If there is consensus that we indeed should use URNs for identifiers, The way forward, it seems is: 1. Decide if we really like to use URNs. (If not, the OGF can still ask for delegation of urn:ogf, but I probably am less inclined to give it much effort). 2. Ask the OGF standardisation area director for his opinion (Chris Smith and David Snelling) and/or infrastructure area directors ( 3. Involve the OGF liaison to the IETF (Cees de Laat) 4. Get people to write an Internet draft and/or OGF document describing its use). I'm willing to contribute, but only if we decide on using URNs.
So first things first: - Do we want to use URNs (e.g. urn:ogf:network or urn:ogf:nml) for identifiers of the classes we define? - If not, do we want to use URIs as identifier? - If not, are there other potential identifiers to use?
Note: I'm explicitly talking about the identifiers of the classes (e.g. "network", "layer"), not about identifiers for instances.

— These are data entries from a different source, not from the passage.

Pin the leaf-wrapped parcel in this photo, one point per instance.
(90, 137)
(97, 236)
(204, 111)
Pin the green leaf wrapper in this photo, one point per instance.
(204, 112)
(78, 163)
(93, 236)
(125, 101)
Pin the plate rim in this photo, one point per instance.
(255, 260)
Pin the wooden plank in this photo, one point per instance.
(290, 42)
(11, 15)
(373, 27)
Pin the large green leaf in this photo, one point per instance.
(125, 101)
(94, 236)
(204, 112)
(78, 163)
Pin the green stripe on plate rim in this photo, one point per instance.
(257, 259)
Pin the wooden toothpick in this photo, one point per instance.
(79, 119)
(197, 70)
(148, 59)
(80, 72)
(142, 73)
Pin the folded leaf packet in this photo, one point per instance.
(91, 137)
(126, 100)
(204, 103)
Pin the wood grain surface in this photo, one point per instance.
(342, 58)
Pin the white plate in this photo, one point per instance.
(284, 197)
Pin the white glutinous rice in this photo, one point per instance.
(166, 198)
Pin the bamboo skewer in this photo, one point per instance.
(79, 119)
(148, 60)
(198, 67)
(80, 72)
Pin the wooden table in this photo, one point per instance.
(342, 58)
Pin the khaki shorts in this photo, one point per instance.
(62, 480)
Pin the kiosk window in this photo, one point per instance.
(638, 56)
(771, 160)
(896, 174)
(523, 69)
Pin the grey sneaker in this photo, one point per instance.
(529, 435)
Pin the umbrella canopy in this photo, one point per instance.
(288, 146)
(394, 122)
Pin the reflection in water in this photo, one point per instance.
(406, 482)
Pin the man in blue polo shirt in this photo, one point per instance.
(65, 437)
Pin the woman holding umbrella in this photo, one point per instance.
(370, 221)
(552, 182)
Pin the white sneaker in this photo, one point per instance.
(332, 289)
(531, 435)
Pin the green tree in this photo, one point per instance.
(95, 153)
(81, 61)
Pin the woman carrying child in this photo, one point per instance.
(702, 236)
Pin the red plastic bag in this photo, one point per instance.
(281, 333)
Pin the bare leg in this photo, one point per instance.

So far, we have a small "yes" from me, and a large "yes" from Anand. Martin, Jeroen, Aaron, John, Victor, others: what do you think?
For the class definitions themselves, I think it makes sense to use URIs a la namespaces so we could put some documentation at the specified URL. For the identifiers for individual instances, I think the URNs make more sense since it doesn't imply a specific method of access to get information about the element.
2. If we get a YES for OGF applying for urn:ogf, then the question is what do we do meanwhile. 2a. Use URN under the assumption that OGF will eventually get it
My preference. I don't think our schema will be finished much earlier than the delegation, so I rather not add an additional transition. I don't have reason to suspect that the delegation request will fail.